Travelling and not forgetting

by Rob Tiller

    When we were much younger, my friend Henry proposed the following definition of middle age:  you know where all your warranty cards are.  How things change:  what once sounded dull now sounds impressive.  I have no hope of locating all my warranty cards.  But having just got back from a journey to San Francisco, Dallas, and D.C., I feel a quiet satisfaction that I forgot only one item I intended to pack (workout shorts), didn’t leave anything in a hotel room or plane seat, and never got lost.  I was on time for every meeting.  I nearly missed the flight out of Dallas because of a misunderstanding about adjusted schedules.  But all told, I managed competently.  

    How good to be home!  My wife’s smile is so sweet!  Our house is so comfortable and familiar!  But change is in the air.  Sally managed to sell the entertainment center ($375!), and so the audio system had to be disconnected.   With two weeks to go  before we move out, it isn’t clear that it’s worth the effort to hook it all up again.  It was more pain than expected to get the TV going again.  Why are there eighteen possible connections, only one of which actually works?

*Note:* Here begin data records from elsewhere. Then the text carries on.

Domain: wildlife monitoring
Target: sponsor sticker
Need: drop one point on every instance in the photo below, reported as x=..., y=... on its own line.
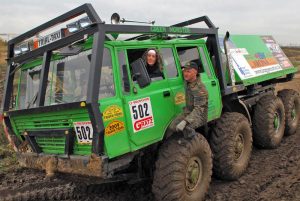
x=84, y=132
x=112, y=112
x=141, y=114
x=179, y=98
x=114, y=127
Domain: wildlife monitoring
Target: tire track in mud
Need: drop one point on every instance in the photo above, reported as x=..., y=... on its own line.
x=272, y=175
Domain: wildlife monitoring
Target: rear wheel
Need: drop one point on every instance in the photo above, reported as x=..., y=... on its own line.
x=268, y=122
x=183, y=169
x=231, y=143
x=291, y=102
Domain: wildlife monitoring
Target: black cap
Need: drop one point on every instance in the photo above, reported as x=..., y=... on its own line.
x=190, y=64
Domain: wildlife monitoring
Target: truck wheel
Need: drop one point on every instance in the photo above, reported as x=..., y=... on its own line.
x=231, y=144
x=291, y=102
x=183, y=169
x=268, y=122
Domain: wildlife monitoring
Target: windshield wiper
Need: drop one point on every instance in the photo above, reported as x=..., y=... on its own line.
x=34, y=98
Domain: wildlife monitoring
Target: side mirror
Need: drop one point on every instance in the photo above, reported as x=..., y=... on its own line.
x=140, y=72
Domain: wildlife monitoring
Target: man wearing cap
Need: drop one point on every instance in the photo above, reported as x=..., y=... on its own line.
x=153, y=63
x=196, y=96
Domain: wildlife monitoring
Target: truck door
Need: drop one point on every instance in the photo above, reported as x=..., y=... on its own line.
x=198, y=55
x=148, y=110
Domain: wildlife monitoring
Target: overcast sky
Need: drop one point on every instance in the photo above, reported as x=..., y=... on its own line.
x=271, y=17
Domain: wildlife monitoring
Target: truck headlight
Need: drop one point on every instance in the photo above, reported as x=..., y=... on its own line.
x=24, y=47
x=73, y=27
x=84, y=22
x=17, y=50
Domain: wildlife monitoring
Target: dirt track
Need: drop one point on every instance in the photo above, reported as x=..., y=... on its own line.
x=272, y=175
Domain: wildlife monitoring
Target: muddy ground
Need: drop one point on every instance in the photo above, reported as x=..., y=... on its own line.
x=272, y=175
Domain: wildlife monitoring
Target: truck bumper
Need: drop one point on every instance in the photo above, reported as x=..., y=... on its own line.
x=81, y=165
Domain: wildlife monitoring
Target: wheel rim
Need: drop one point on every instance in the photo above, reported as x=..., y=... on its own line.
x=193, y=174
x=276, y=121
x=239, y=146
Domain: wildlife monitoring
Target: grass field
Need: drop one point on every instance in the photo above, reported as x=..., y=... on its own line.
x=293, y=54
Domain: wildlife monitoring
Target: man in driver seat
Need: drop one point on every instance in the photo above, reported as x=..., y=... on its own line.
x=196, y=96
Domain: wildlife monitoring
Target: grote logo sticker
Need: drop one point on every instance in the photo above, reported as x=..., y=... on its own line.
x=114, y=127
x=112, y=112
x=141, y=114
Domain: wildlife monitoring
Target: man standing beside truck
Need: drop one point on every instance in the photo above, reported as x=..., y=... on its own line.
x=195, y=112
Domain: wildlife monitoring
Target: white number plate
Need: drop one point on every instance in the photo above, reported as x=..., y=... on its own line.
x=84, y=132
x=50, y=38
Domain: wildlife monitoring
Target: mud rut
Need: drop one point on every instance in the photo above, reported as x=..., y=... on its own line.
x=272, y=175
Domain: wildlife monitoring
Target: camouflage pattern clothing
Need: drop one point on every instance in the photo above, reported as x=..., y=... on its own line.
x=195, y=112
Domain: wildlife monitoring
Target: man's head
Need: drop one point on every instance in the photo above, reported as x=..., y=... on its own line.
x=151, y=57
x=190, y=71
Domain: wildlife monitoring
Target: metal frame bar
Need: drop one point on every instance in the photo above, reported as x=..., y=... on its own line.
x=44, y=78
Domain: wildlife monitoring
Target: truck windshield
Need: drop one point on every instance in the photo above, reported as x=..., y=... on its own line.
x=67, y=81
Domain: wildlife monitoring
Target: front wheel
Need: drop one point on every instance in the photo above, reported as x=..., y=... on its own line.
x=291, y=102
x=183, y=169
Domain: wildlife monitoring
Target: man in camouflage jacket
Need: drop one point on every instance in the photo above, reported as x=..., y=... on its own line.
x=196, y=96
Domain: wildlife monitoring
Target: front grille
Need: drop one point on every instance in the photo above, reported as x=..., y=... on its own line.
x=51, y=145
x=50, y=121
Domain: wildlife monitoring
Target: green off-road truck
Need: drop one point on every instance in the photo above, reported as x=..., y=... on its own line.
x=78, y=100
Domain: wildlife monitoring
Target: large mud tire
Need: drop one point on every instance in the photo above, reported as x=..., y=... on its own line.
x=268, y=122
x=231, y=144
x=291, y=102
x=183, y=170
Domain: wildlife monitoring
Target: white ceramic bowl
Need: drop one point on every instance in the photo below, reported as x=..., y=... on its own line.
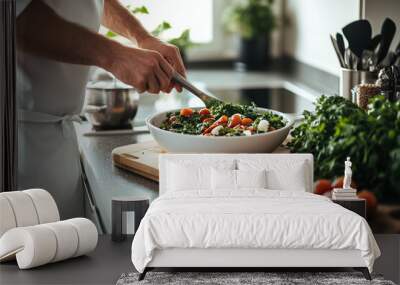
x=177, y=142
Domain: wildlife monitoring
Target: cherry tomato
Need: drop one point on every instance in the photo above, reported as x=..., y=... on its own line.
x=204, y=111
x=222, y=120
x=205, y=120
x=186, y=112
x=234, y=121
x=247, y=121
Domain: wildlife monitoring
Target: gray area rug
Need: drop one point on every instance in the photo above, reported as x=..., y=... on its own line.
x=244, y=278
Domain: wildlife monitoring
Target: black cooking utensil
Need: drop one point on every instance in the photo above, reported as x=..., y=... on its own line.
x=375, y=42
x=338, y=53
x=387, y=31
x=358, y=35
x=340, y=43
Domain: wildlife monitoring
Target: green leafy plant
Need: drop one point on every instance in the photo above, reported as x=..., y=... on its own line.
x=251, y=19
x=183, y=42
x=338, y=128
x=134, y=10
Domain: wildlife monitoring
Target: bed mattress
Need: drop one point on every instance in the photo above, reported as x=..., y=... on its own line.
x=250, y=219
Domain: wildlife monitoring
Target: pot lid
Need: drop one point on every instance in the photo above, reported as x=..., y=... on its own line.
x=108, y=85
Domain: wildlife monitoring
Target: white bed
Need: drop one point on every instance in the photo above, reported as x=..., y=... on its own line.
x=192, y=224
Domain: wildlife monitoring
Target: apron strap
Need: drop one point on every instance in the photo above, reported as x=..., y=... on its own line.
x=25, y=116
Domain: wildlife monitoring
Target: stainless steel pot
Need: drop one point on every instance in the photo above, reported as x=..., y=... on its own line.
x=110, y=104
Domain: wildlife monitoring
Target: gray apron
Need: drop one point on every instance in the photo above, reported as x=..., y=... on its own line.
x=50, y=96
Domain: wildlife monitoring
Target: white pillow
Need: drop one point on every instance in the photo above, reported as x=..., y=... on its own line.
x=223, y=179
x=191, y=175
x=237, y=179
x=251, y=178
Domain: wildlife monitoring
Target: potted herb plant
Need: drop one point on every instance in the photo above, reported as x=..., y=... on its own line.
x=254, y=20
x=183, y=41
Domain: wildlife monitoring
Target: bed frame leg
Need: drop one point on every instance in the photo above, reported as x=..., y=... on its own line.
x=143, y=274
x=364, y=271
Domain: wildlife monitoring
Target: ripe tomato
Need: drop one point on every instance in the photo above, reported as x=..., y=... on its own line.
x=186, y=112
x=204, y=111
x=234, y=120
x=205, y=120
x=247, y=121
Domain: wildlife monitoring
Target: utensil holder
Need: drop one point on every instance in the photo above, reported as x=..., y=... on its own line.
x=350, y=78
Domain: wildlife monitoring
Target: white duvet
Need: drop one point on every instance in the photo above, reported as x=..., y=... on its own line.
x=250, y=219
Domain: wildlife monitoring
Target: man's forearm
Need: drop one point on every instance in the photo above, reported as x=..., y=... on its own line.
x=121, y=21
x=42, y=32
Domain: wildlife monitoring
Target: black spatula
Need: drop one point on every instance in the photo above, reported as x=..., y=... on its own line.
x=387, y=33
x=340, y=43
x=374, y=42
x=358, y=35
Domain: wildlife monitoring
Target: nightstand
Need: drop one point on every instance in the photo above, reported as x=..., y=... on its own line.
x=120, y=206
x=355, y=205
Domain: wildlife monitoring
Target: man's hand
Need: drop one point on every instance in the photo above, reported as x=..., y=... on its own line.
x=146, y=70
x=121, y=21
x=169, y=52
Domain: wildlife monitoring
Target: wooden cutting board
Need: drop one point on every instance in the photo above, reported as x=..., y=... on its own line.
x=139, y=158
x=142, y=158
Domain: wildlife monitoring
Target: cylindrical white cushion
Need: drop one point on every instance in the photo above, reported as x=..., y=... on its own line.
x=67, y=240
x=46, y=207
x=36, y=245
x=87, y=233
x=23, y=208
x=7, y=218
x=41, y=244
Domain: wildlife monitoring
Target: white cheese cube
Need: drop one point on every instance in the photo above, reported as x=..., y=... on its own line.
x=263, y=126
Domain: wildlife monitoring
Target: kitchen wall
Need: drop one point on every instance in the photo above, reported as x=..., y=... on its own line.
x=377, y=10
x=309, y=23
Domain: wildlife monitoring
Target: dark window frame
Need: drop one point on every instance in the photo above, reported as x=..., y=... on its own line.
x=8, y=109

   Business travel is wearing, even with the benefits of nice hotels (loved the Ritz-Carlton) and jets.  My dad travelled more than week a month in his sales job for Norfolk Southern, and most of that  by car.  I thought it was a hard way to make a living.  He took me along a couple of times of multi-day sales  trips, first when I was about six.  The drives seemed endless, the waits for sales meetings seemed endless, and the meetings themselves seemed very dull.  Especially in the car, I disliked my dad’s smoking (Salems), but I assumed it was necessary to smoke in order to drive a car.  My favorite thing was staying in the Holiday Inn, where I got to stay up unusually late and watch TV.  I also liked eating fried shrimp and hamburgers. 

  As a kid, I assumed that my dad hated his long business trips.  He always seemed tired when he got home, and often grumpy.  At some point in my teen years, though, I asked him how he felt about his travelling.  He said he kind of liked it.  Probably true.